Kentucky, Louisiana, Nebraska, Nevada, and Washington on the other hand prohibit only surrogate contracts entered into for a fee. Kentucky's law is an example of a statute that never explicitly refers to surrogacy or surrogate contracts. It prohibits anyone from selling, purchasing, or procuring for purchase or sale any child for the purpose of adoption or any other purpose, including termination of parental rights (Kent. Rev. Stat. Ann 199.590). It also prohibits any person, organization, agency, group, or legal entity (other than a child-placing agency) from accepting any fee for bringing adoptive and genetic parents together. The attorney general has issued an opinion that no one in a surrogate parent transaction, including the surrogate mother, can receive payment or consideration as part of the agreement (ftn. to 199.590).

In Michigan a surrogate parenting contract is void and unenforceable as contrary to public policy (Mich. Stat. Ann. 25.248(155)). But the law goes on to make it a felony to enter into, arrange, induce, or assist in a surrogate parent contract involving a woman who is a minor, mentally retarded, or mentally ill or who has a developmental disability ( 25.248(157)). It is also a felony to enter into, induce, or assist, a surrogate parent contract for compensation.

Florida, on the other hand, specifically allows surrogacy. It defines a "commissioning couple" as the intended mother and father who will use assisted reproductive technology and the egg and sperm of a least one of them to conceive a child. Gestational surrogacy is the process whereby the commissioning couple's eggs or sperm, or both, are fertilized in vitro with the resulting embryo implanted in the surrogate woman. The gestational surrogacy contract is the agreement between the surrogate and the commissioning couple (Fla. Stat. Ann. 742.13). The law permits only reasonable compensation directly related to the donation of the sperm, eggs, or embryo. It establishes conditions for the contract to be binding, what must be in it, and when parties can enter such a contract. The commissioning couple can only pay expenses directly related to the surrogate's medical birth related needs.
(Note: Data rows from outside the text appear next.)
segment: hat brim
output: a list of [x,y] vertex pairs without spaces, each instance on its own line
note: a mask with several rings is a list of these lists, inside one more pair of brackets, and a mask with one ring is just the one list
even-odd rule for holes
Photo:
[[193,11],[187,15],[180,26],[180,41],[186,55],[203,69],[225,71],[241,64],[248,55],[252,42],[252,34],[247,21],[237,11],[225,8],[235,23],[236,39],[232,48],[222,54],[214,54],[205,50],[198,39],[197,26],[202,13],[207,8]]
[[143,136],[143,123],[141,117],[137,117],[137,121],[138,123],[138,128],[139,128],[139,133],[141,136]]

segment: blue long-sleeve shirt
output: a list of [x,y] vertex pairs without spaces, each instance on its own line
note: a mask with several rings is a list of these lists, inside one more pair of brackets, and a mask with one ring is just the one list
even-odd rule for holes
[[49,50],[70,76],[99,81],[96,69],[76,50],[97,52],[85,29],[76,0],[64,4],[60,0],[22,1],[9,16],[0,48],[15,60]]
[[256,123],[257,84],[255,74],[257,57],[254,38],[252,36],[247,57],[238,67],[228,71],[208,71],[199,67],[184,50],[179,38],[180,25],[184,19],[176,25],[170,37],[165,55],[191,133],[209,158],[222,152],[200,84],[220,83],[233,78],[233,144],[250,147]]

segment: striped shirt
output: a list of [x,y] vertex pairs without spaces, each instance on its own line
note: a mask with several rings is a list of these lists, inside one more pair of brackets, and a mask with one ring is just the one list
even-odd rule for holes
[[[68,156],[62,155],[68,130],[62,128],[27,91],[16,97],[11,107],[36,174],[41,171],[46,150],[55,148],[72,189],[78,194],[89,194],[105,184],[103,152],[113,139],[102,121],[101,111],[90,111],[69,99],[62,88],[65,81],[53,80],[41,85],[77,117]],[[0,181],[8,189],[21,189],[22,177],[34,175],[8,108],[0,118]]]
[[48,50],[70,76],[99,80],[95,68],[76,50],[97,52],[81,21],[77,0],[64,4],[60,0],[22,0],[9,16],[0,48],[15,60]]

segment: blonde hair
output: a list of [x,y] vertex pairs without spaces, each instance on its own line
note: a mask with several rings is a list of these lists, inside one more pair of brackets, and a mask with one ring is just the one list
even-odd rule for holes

The law also contains an expedited process after the birth to affirm the parental status of the parties and the child's birth certificate.

New Hampshire's surrogate law is the longest and most complex of those we have seen (N.H. Rev. Stat. Ann. 168-B:1 to B:32). It covers rules of parentage, obligations to and rights of the child, artificial insemination, fertilization and pre-embryo transfer, surrogacy, judicial pre-authorization, and liabilities and immunities. The law makes surrogate arrangements legal only if they conform to the procedures established in statute, including health care provider certification and judicial pre-authorization. Promoting or soliciting a surrogacy arrangement for a fee is prohibited. The intended mother must be unable to bear a child without risk to her or the child's health. Request for judicial approval must be initiated by a petition and the court must hold a hearing; the hearing and resulting records are closed. The law specifies what must be in the surrogate contract, and establishes procedures for the parties to terminate it.

Virginia requires all surrogate parent contracts to be approved by the court, but it also states that any surrogate contract that has not been so approved must also be governed by the statute's provisions (Va. Code Ann. S 20-159). The law contains a number of requirements for the contracts and how they are to be enforced and implemented. It also prohibits surrogate brokers from accepting compensation to arrange surrogate contracts.

If you would like more detailed descriptions of any of these state laws please let us know. We have enclosed a copy of 99-R-0793, which summarizes the Uniform Status of Children of Assisted Conception Act. This act has provisions related to surrogate parenting. Virginia is one of only two states that have adopted this act, but its law seems to have diverged significantly from the uniform act's provisions.